Pleasantville

 

Poor Joan Allen seems to be typecast in her acting career these days as an unhappy housewife. She was the long-suffering Pat Nixon in Oliver Stone's film "Nixon." She was another one in Ang Lee's "The Ice Storm," and now in Gary Ross's new film "Pleasantville" she's stuck as the housewife/mother in a 1950s television sitcom called, what else, "Pleasantville."

Ross, who wrote "Big" and "Dave," has a penchant for the sly stripping of conventional reality. You'll remember that "Big" gave us Tom Hanks as a 12-year-old in a man's body, and that "Dave" gave us a double for the American president.

"Pleasantville" is the story of a nerdy high-school student who finds solace in compulsively watching reruns of a sickly-sweet early sitcom, where the husband says, "Honey, I'm home!" as he comes in the door, where everything is in black and white, and where, as we find out, there's nothing, no existence, beyond Main Street. There's also no sex, no books, not even toilets in the bathrooms.

Through the deus ex machina of Don Knotts as an otherworldly TV repairman, the student -- -played by Tobey Maguire -- and his sister, played by Reese Witherspoon, are transported back into the show itself, and of course turned black and white as well. Joan Allen is their mother, and William H. Macy -- the bumbling husband in "Fargo" -- is dad. At basketball practice, every ball goes in the hoop. Lovers Lane is where kids go to hold hands. Jeff Daniels, who plays the town's soda fountain owner, just makes cheeseburgers and sodas. You get the picture.

And what the movie is about, where Ross wants to take us, is about how placid conformity, a la "Invasion of the Body Snatchers," leads to fascism. In fact he shows a bookburning that is an exact re-creation of the famous photos of the Nazis burning books in 1933, and another of Kristallnacht in 1938.

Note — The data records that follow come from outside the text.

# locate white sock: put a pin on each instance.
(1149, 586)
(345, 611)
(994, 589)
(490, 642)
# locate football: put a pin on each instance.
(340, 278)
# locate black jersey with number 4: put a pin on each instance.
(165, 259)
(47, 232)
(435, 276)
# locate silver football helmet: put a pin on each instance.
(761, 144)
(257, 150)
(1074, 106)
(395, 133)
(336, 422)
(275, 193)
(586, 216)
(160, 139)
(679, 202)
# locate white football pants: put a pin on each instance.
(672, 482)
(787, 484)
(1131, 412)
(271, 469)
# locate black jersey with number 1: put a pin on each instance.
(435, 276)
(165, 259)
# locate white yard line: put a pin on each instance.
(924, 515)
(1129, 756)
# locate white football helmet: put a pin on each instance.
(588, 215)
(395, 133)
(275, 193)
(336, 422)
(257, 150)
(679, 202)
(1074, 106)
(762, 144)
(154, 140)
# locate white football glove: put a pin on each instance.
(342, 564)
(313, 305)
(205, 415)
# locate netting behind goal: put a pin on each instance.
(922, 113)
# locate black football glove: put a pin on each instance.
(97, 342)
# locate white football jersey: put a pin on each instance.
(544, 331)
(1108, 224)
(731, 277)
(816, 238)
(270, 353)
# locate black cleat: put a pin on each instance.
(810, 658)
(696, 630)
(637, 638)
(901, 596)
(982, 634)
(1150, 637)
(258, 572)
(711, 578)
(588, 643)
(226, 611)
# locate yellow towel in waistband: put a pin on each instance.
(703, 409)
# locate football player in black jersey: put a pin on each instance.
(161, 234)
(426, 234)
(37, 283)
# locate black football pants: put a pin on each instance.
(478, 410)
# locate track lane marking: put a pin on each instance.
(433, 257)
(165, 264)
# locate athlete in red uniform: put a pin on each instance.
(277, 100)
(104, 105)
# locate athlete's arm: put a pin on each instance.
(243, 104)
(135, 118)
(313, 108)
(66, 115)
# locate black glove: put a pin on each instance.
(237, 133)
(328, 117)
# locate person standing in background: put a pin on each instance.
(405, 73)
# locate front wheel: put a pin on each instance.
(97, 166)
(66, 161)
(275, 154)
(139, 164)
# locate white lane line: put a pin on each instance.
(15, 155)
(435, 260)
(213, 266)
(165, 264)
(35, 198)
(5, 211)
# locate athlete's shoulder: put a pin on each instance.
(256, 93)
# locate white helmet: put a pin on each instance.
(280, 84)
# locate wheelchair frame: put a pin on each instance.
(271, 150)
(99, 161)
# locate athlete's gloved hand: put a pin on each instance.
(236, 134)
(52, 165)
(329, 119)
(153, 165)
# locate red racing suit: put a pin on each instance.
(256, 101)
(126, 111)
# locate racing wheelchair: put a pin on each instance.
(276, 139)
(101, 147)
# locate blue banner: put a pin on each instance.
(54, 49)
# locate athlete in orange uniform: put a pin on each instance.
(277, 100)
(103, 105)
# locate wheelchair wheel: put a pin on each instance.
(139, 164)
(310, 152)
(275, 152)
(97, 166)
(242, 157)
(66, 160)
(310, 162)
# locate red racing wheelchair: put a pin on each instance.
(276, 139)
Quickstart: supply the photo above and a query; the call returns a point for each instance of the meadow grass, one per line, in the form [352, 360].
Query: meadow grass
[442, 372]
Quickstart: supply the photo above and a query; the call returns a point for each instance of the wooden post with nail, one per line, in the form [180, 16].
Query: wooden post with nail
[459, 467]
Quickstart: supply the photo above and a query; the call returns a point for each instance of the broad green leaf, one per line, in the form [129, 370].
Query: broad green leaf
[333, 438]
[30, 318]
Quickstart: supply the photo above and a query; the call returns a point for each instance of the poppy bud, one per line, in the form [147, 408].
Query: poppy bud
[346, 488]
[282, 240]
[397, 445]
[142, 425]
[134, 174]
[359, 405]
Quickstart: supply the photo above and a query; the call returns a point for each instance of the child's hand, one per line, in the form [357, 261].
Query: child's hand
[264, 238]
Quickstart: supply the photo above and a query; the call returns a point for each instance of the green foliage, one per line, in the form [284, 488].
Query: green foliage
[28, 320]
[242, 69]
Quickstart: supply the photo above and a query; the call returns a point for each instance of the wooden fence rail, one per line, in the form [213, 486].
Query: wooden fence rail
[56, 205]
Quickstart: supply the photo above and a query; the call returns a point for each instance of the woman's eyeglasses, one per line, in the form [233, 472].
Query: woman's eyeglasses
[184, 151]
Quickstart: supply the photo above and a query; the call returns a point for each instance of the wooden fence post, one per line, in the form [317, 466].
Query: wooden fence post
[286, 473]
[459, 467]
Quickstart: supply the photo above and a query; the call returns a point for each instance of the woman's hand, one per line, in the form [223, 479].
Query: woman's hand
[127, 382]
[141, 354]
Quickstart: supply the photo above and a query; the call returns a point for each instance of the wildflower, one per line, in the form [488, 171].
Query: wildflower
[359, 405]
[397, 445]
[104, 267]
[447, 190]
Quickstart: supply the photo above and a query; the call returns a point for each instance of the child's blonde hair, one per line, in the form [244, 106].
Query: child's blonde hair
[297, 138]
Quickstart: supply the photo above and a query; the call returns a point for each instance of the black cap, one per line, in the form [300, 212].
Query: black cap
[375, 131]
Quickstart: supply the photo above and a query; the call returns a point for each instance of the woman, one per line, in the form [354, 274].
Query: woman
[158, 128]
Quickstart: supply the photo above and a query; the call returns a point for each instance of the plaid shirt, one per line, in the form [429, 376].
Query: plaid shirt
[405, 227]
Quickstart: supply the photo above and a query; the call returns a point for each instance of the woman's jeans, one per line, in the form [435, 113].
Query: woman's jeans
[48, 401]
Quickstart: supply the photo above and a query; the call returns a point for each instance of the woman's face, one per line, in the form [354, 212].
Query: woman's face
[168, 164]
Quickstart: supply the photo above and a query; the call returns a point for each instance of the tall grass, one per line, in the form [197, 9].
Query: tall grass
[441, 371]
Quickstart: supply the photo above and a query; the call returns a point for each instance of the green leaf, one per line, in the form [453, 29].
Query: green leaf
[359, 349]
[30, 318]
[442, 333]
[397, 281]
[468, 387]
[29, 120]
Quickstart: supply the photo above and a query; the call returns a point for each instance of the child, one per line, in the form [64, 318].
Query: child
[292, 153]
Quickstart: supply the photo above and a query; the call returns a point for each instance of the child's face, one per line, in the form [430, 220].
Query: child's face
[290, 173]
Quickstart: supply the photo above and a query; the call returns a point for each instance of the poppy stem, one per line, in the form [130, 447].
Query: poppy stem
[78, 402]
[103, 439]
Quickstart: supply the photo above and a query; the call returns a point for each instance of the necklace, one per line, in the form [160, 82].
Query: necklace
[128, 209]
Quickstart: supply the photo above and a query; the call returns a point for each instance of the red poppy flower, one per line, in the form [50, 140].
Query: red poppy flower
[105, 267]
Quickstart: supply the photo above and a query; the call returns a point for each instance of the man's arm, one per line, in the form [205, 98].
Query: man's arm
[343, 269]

Naturally, Maguire and Witherspoon, now characters in the show itself, begin to turn the town on its head, opening the people up to such things as art, and sex, and books. One by one, people who open up begin to acquire color. In a nice touch, after Witherspoon has told her mother about the pleasures of masturbation, we see Allen in the bathtub begin to explore her body, and outside a tree suddenly bursts into flame. And then he adds to it when the frantic Maguire rushes into the firehouse to report it, and nobody moves until he shouts "Cat!" which is all the firemen can respond to.

Okay. We get it.

The problem for me is that a TV sitcom isn't quite sturdy enough a peg to hang a whole worldview on, and as the film winds along -- to some great music put together by Randy Newman, by the way -- we find ourselves waiting for it to catch up with us. After a while it just becomes a kind of us versus Ross, whether we or his characters will escape first, kind of game. So while there are some nice moments -- many nice moments -- they don't add up to very much of a movie.